Keep in mind that a total compensation package goes beyond an hourly wage, or commission percentage plus tips. In addition to health/dental/life insurance, get specific about certain benefits like annual vacation time, requesting time off, sick days, retirement plans or any 401k contributions, and retail commissions structure.

“If there is a non-compete contract with the salon, what does it entail?” says Angie Sapanaro, a stylist at Angie Sapanaro Salon Lofts in Mayfield Heights, Ohio. “Make sure you look over all the details before you sign anything. If you’re going in with an existing clientele, write it down on a piece of paper and attach it to your contract that those were your clients before you started working there.”

Non-competes are designed to protect the business owner from being hurt by a stylist getting a new salon job at a space in the same area, taking their clients with them.

Haley Garber, Ohio-based bridal stylist, says non-competes within a reasonable radius are to be expected. “How you define ‘reasonable’ depends on your demographic,” she says. “A non-compete that raises red flags is when it is highly restrictive, such as a very large radius or one saying you essentially cannot do your job for a certain amount of time after leaving. A non-compete that allows a stylist to continue to work but outside of a certain area is understandable and smart on the owner’s part.”

Chicago stylist Yasmine Kitanovski says a telling question about the salon being the right fit for you is to talk to the owner about his or her background, and what drives them as an owner. “It’s also important to talk to the owner about the appointment-booking process,” she says. “Do you have access to schedule your own clients? Does the salon offer online booking? Is it easy for clients to see you? All of these answers will help you understand how invested the salon owner is in the salon and what type of culture they carry.”

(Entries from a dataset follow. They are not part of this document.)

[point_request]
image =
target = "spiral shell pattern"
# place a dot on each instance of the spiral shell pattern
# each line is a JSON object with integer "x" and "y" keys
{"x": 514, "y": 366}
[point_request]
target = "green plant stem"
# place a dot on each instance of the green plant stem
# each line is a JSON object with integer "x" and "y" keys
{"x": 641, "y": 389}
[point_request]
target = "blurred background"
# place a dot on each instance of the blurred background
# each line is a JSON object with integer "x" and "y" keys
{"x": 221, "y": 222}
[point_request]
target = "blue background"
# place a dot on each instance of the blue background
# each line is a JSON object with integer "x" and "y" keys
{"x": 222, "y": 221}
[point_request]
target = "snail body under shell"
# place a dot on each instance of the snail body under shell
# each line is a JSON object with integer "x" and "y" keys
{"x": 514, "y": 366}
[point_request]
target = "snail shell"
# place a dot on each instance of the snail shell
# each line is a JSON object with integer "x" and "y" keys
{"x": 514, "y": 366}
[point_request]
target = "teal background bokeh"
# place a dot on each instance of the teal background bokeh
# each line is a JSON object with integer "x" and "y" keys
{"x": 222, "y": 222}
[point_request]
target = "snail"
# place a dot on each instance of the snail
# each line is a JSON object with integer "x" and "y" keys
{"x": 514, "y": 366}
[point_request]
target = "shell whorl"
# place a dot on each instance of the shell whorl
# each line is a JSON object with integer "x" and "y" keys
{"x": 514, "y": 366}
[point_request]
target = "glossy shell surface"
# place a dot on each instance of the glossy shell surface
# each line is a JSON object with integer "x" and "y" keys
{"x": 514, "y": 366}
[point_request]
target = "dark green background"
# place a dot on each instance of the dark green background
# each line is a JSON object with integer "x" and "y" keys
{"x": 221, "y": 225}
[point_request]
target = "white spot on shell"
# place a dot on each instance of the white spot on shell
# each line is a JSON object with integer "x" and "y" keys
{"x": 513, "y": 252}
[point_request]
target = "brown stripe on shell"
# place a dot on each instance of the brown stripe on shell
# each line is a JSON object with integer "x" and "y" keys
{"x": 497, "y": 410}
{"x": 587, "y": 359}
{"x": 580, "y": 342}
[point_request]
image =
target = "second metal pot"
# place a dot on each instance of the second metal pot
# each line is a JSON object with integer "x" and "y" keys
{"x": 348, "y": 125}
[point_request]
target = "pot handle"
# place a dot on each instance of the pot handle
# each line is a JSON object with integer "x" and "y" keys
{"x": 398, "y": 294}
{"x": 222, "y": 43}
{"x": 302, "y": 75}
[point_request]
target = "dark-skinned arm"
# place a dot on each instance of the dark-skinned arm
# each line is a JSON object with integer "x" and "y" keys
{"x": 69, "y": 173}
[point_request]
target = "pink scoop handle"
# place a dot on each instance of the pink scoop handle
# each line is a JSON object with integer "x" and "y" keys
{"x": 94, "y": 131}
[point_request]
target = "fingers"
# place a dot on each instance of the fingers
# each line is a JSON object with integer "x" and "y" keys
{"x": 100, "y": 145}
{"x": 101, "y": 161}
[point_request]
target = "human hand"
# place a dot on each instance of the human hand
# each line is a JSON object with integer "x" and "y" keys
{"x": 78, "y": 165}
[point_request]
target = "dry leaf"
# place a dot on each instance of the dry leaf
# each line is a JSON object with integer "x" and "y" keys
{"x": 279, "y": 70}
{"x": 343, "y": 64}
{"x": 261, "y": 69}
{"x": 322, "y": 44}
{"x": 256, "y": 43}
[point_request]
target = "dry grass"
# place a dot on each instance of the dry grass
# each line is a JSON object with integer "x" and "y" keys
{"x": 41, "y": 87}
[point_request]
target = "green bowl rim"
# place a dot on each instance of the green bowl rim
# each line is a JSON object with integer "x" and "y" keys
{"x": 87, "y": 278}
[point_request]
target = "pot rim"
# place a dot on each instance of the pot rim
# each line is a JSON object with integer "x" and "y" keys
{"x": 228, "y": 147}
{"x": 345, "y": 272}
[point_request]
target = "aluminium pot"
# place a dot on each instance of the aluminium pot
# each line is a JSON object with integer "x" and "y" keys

Nicole O’Hare, a colorist in Southington, Connecticut, says to ask how long the other stylists have been working at the salon. “This gives an insight into the staff turnover or staff culture.”

It’s also important that to ask the owner, as you build your book, how many new clients the salon sees per year and what the model is for walk-ins. Ask how long it typically takes a stylist to have a full book if starting from scratch.

“I really love positive and creative environments so it would be nice to hear what the stylists love most about working there.” --@maxineeglynn

“Find out if it’s a team-player environment. When someone needs help, do others gladly step in, or is it every man for himself? Are the stylists rushing out the door at the end of the day? The salon needs to feel like a second home, so creating an environment that is genuine and positive is crucial.” --@bridal_bynatalie

“Find out if the owner will make you pay them back for education if you decide to leave salon. I understand why owners have these clauses in contracts, but it’s important to read through the fine print to make sure you’re protected.” --@angiesapanaro

 "Ask when the busy days are, and if you have to wait for a shampoo bowl ever. Also, do they ever run Groupons or coupon ads, and if you're allowed to opt out of it." --@lzhouseofhair

When it comes time to take advantage of all your new job has to offer, you’ll be glad you did your homework.